For David Greenberg, a Rutgers University history and journalism professor, some of Trump’s tweets were newsworthy. Others he dismissed as “just noise.”

“It would have been better had journalists and politicians ignored Trump more often over the last four years,” he said. “Biden has nothing to gain by getting into it with Trump.”

Several high-ranking Republicans, such as Senate Majority Leader Mitch McConnell, have suggested they’ll consider Biden the next president after the Electoral College gathers on Dec. 14. Yet to Greenberg, the electors meeting is merely a formality since most states have already certified their tallies.

“I think pretty much everyone realizes this, including Trump.

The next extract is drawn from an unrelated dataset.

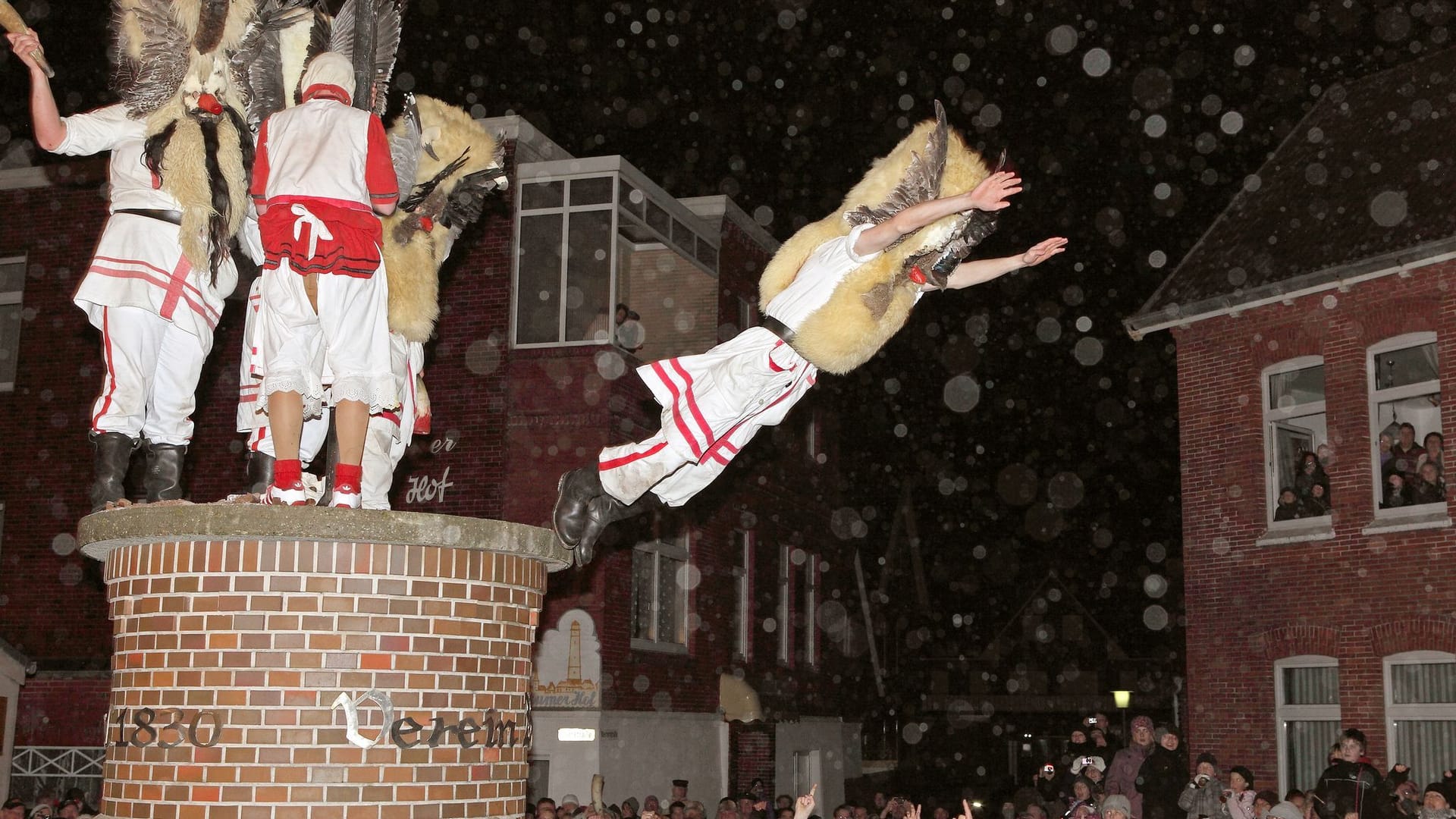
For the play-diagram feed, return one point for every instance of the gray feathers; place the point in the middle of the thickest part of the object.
(386, 42)
(147, 82)
(921, 181)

Pandering to Trump’s frustration at having lost has no purpose,” he said.

During the campaign, Biden and his team, specifically those in the rapid response unit, weren’t as concerned about appearing above the fray. Rather, they pounced on almost every perceived Trump misstep.

Biden, for instance, wasn’t worried about calling Trump “racist.” He did, though, regret describing the president as a “clown” during their first, barely comprehensible debate. He later told NBC that he should’ve used the word “clownish” instead.

Biden’s aides have been less circumspect. In fact, former President Barack Obama’s chief political strategist David Axelrod criticized the campaign for regurgitating a statement they released over the summer after Trump hinted to Fox News that he wouldn’t accept the election results.

“As we said on July 19, the American people will decide this election. And the United States government is perfectly capable of escorting trespassers out of the White House,” Biden spokesman Andrew Bates told the Washington Examiner and other outlets after Nov. 3.

Axelrod, however, wasn’t sure he “would’ve gone there.”

“It may be that people are feeling uneasy about the situation because of what the president is saying, but, you know, I don’t think … they need to be that aggressive at this point,” he told CNN.

Since then, the campaign-turn-transition’s tone has changed, in part because Biden’s the likely next occupant of the White House and many of his staff have taken on different positions.

While his transition has circulated statements about administration clashes, such as the Supreme Court battle over the census, they’ve shied away from other confrontations, including Trump’s Thanksgiving pardon of his former national security adviser, Michael Flynn.

Republican strategist Duf Sundheim didn’t fault Biden on his approach to Trump since the president relishes conflict. Yet he cautioned Democrats that the GOP were energized after the election, poised to ruin their plans as a strong opposition party.

Sundheim said there were factions of the party who were “going to fight it to the end” for Trump, but many operatives were already looking toward the 2022 and 2024 cycles.

“They’re talking about controlling the Senate, they’re talking about taking back the House in 2022,” the California-based strategist added after unexpected Republican successes in his state.

The “honeymoon period” of Biden’s first few months in office would pressure test Democrats, even more so if he tries to appease the Left, according to Sundheim. Of Republicans, he said they were excited about the future with or without Trump, a sentiment not many may have shared early last month.

He continued, “The concern was if Trump went down with the whole right of center, what would be left? Would it splinter? Now they think they really have a message that can be a majority message in this country.”